Ratos 1-0 Exército – Não há pessoal para proceder a desinfestações preventivas de
pragas de insetos e ratos: a secção de sanitarismo está temporariamente
suspensa.
Museu MAC/CCB – Inauguração é amanhã, obras que constituem a Coleção
Berardo ainda estão pendentes de uma batalha judicial. De acordo com o “Público” de hoje, Berardo comprou 214
obras adquiridas a meias com o Estado, nos primeiros anos do museu com o seu
nome, accionando uma opção de compra garantida em 2006. É um conjunto
maioritariamente constituído por obras de artistas portugueses – Pedro Cabrita
Reis, Rui Chafes ou Jorge Molder são alguns exemplos dados pelo diário –, mas
que também inclui artistas estrangeiros.
E tudo Eva mudou – Em pouco mais de 45 minutos em campo, Evanilson fez um hat-trick no terreno do Antuérpia e
colocou o FC Porto (que venceu por 4-1) no bom caminho para chegar aos oitavos
de final da Liga dos Campeões.
Sporting na Polónia – Jogo com o Raków Częstochowa é para a Liga Europa,
começa às 17h45 e passa na SIC. Pote e Edwards jogam de início.
FRASES
Os jornalistas em Gaza são melhores do que a maioria dos ocidentais, que estão
a distorcer a verdade.
Afaf Ahmed, jornalista palestiniana, em entrevista ao Expresso
No tempo de radicalização é muito difícil que não sejam os radicais a conduzir
o discurso dos moderados, sobretudo quando não estão no poder.
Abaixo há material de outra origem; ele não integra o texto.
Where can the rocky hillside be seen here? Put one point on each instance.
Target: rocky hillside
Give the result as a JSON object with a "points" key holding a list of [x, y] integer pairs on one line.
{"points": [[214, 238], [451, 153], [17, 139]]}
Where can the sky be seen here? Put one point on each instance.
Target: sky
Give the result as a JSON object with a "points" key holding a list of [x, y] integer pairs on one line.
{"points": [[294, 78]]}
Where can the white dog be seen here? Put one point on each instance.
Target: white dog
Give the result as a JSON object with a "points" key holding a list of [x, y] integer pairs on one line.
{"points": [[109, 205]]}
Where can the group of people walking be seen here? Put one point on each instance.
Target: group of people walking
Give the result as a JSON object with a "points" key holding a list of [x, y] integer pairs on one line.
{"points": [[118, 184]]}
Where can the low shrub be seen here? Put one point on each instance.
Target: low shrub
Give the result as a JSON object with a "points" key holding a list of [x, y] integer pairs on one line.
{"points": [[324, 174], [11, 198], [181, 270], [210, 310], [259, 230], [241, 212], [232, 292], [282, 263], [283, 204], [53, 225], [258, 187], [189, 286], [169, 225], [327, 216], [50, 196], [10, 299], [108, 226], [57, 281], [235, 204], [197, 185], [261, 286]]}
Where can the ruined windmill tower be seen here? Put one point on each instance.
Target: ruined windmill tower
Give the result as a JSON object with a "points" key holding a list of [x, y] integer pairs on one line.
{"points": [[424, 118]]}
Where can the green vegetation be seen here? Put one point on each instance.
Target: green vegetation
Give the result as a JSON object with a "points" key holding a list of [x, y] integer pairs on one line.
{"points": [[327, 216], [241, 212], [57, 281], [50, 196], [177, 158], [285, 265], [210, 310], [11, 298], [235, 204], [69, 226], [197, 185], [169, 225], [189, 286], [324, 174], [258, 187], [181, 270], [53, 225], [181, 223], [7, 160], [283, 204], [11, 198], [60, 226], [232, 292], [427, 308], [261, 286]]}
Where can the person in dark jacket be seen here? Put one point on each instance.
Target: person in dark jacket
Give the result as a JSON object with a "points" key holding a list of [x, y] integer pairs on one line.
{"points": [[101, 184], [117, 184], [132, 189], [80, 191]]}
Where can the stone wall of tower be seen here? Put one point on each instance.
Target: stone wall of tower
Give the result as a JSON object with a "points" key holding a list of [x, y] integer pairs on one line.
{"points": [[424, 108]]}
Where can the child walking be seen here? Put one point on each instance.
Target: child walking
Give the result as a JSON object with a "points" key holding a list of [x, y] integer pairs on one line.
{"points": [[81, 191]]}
Marcelo Rebelo de Sousa, ontem, no congresso da Ordem dos Economistas
Não me venham falar de música moderna. As gravações digitais são uma sanita.
Keith Richards, guitarrista dos Rolling Stones, em entrevista ao “Independent”
PODCASTS A NÃO PERDER
As sugestões da equipa multimédia do Expresso:
Uma piada é uma espécie de
delito ao qual se pode e deve reagir com uma agressão física? Desta vez,
Ricardo Araújo Pereira discorre sobre uma lei medieval que dava a cidadãos
ofendidos o direito de espancar e matar um determinado tipo de criminoso. No
fim, fala com a perigosa cartunista e ilustradora Cristina Sampaio, cujos
bonecos fazem dói-dói a pessoas sensíveis. Ouça Coisa Que Não Edifica Nem Destrói;
Henrique Monteiro e Lourenço
Pereira Coutinho convidaram a escritora Maria João Lopo de Carvalho para
conversar sobre o papel da mulher durante a I República. Quais as conquistas e
desilusões das mulheres com este período? A conversa foi do direito de voto ao
ensino, da vida familiar à profissional. Ouça a história das "revolucionárias" no novo
episódio do podcast A História Repete-se;
É “vice” de Mário Centeno no Banco de
Portugal, mãe de duas filhas universitárias e já considerada “uma das
portuguesas mais poderosas nos negócios”. Diz que nunca programou nada para
chegar onde chegou: a vida foi acontecendo. Ouça esta entrevista de Bernardo Ferrão a Clara Raposo no novo
episódio do podcast Geração 70.
O QUE EU ANDO A LER
Não sei se qualifica como livro de autoajuda, mas guiado por várias
recomendações tenho estado a ler “Pais à maneira dinamarquesa” (de
Jessica Alexander e Iben Sandahl, Arena, 2016). Para quem já leu alguma coisa
sobre o hygge (palavra dinamarquesa e norueguesa que remete para
sensações de conforto, familiaridade, segurança e simplicidade, como ler um bom
livro junto à lareira num dia chuvoso), os conceitos transmitidos não são
propriamente surpreendentes.
Aliás, algumas ideias parecem bastante óbvias, o problema é como as
concretizar. Exemplo: “Acima de tudo, acho que temos de permanecer calmos como
pais e tentar não perder o controlo. Pois como podemos esperar que os nossos
filhos se controlem se nós não o conseguimos fazer?”. Pois, a dificuldade está
precisamente em manter esta calma. Deixar as crianças explorar a natureza ou
ser honesto nas respostas que lhes damos também se enquadram nesta categoria.
Como pai de uma menina de 15 meses, grande parte destes conceitos ainda não se
aplicam, mas vão ao encontro do que uma ideia que espero cumprir: dar a máxima
liberdade para dar a máxima responsabilidade. Impor regras claras, não deixar
os ecrãs tomar conta da nossa vida, interagir ao máximo com a criança e
proporcionar boas experiências são outros pontos sublinhados. Talvez a
vantagem deste livro seja dar coragem aos pais e fazer com que estas ideias
pareçam mais fáceis do que realmente são.